Dwyrin held her close, trying to warm her cold body with his. There was a rumbling sound from the city, and new flames shot up. In the ruddy light, Dwyrin could see lines of men trotting off through the brush toward the walls. Zoe trembled in his arms. Fire gleamed off of the water like a stain of living blood.

THE IRONWORKS, CONSTANTINOPLE

Along rod of white-hot iron, gripped between pincers held in hands gloved with a triple layer of leather, plunged into slick dark water with a tremendous hiss. The forge man stepped back, raising the iron rod from the quenching bath. It hissed and steamed, water sluicing from it. The forge man turned and laid the rod on a massive block of steel where another man joined him, seizing it between his own pair of pincers. A hammer, massive and solid, rang down on the glowing bar. Sparks flew, joining thousands of others clouding the superheated air of the forge.

Maxian stalked through the darkness, his hollow cheeks puddles of shadow. Abdmachus drifted behind him, his clothing stripped down to a pair of trousers and sandals. Sweat slicked his skin, muddying the tracery of inked symbols that covered the little sorcerer’s body. The roaring fire of the forges and crucibles gleamed off Maxian’s face, highlighting his nose and cheekbones. The noise was so great from the hammers and spitting cauldrons that a man could barely hear himself think. Around the Prince, dozens of men in heavy leather aprons labored, their muscled bodies slick with sweat. The air was thick, charged with fumes and vapors. Maxian climbed a stairway of stone to a platform that rose from one side of the great chamber.

Below him he could see the whole floor of the ironworks. A great apparatus was rising amid the open space between the rows of forges and pits of molten iron. Sparks showered from hammers bent to the task of welding iron to iron. Men carefully raised the bones of a great skeleton high, helped by a dizzying array of winches and pulleys that were suspended from a ceiling lost in smoke and fumes. The outline of vast jagged wings arched over the chamber, high above, even Maxian as he stood on the platform, feeling the roar of noise beat on him like the ocean tide. His eyes gleamed in the ruddy light.

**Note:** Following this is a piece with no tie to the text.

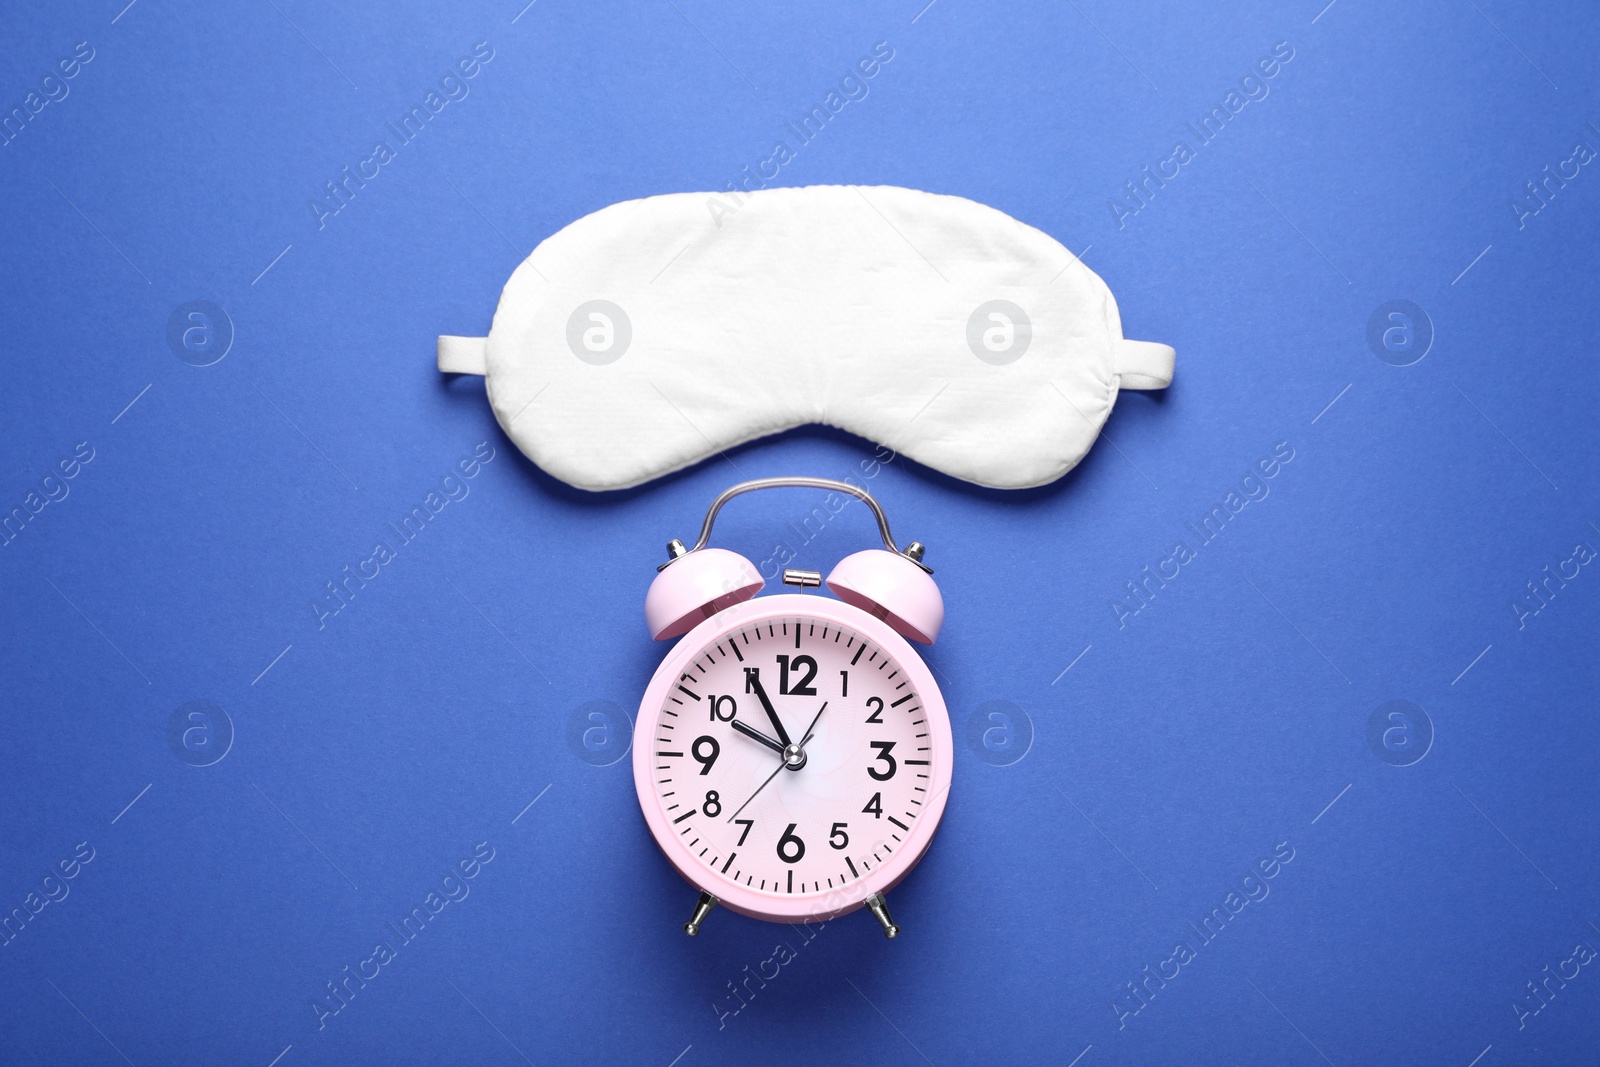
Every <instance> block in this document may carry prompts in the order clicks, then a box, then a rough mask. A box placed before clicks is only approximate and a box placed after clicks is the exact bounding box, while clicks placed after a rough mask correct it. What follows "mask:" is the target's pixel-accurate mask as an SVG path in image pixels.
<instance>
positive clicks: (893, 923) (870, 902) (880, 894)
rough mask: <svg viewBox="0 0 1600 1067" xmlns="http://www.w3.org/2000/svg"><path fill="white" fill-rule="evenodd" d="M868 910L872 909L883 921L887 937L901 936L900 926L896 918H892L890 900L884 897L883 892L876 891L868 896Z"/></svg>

Ah, Aurelian, he mused, you would love these works more than any man…

“You have done well, my friend,” Maxian said, turning a little toward the Persian.

Abdmachus bowed and then met the Roman’s eyes. The little sorcerer’s face split with a grin. This construction was his greatest work. Maxian smiled back, pleased that his friend had found a true purpose at last. Without him and his skills, this effort would be impossible.

The men on the floor did not look up, though they felt the gaze of their master upon them. The Prince looked up into the face of the creature, cruel and fanged, enormous, a tilted head with a long snout and deep-set eyes.

Soon, the Prince thought, you will live.

The great head, wider than a man was tall, gazed back at him, soulless, eyeless, only pits of darkness lit with flames. Maxian turned and stepped through a heavy circular door raised up on hinges of dark corroded iron. Beyond the portal the noise ceased, becoming only a dull background rumble of hammers, and gears and spitting metal fire. Abdmachus wiped his brow and then stepped lightly down the stairs. Work was beginning on one of the wing joints, and it needed his delicate hand at the casting.

Krista was waiting in the room of documents, her long hair tied back behind her head, though it flared out first and then spilled over her shoulders. She wore a smock stained with dark pinpoints and a blousy shirt with heavy sleeves that were tied back from her wrists. There was a smudge of sooty ink on the side of her nose. Maxian’s ears ware still ringing from the cacophony of the forge. Her lips moved, but he could not hear anything for a moment.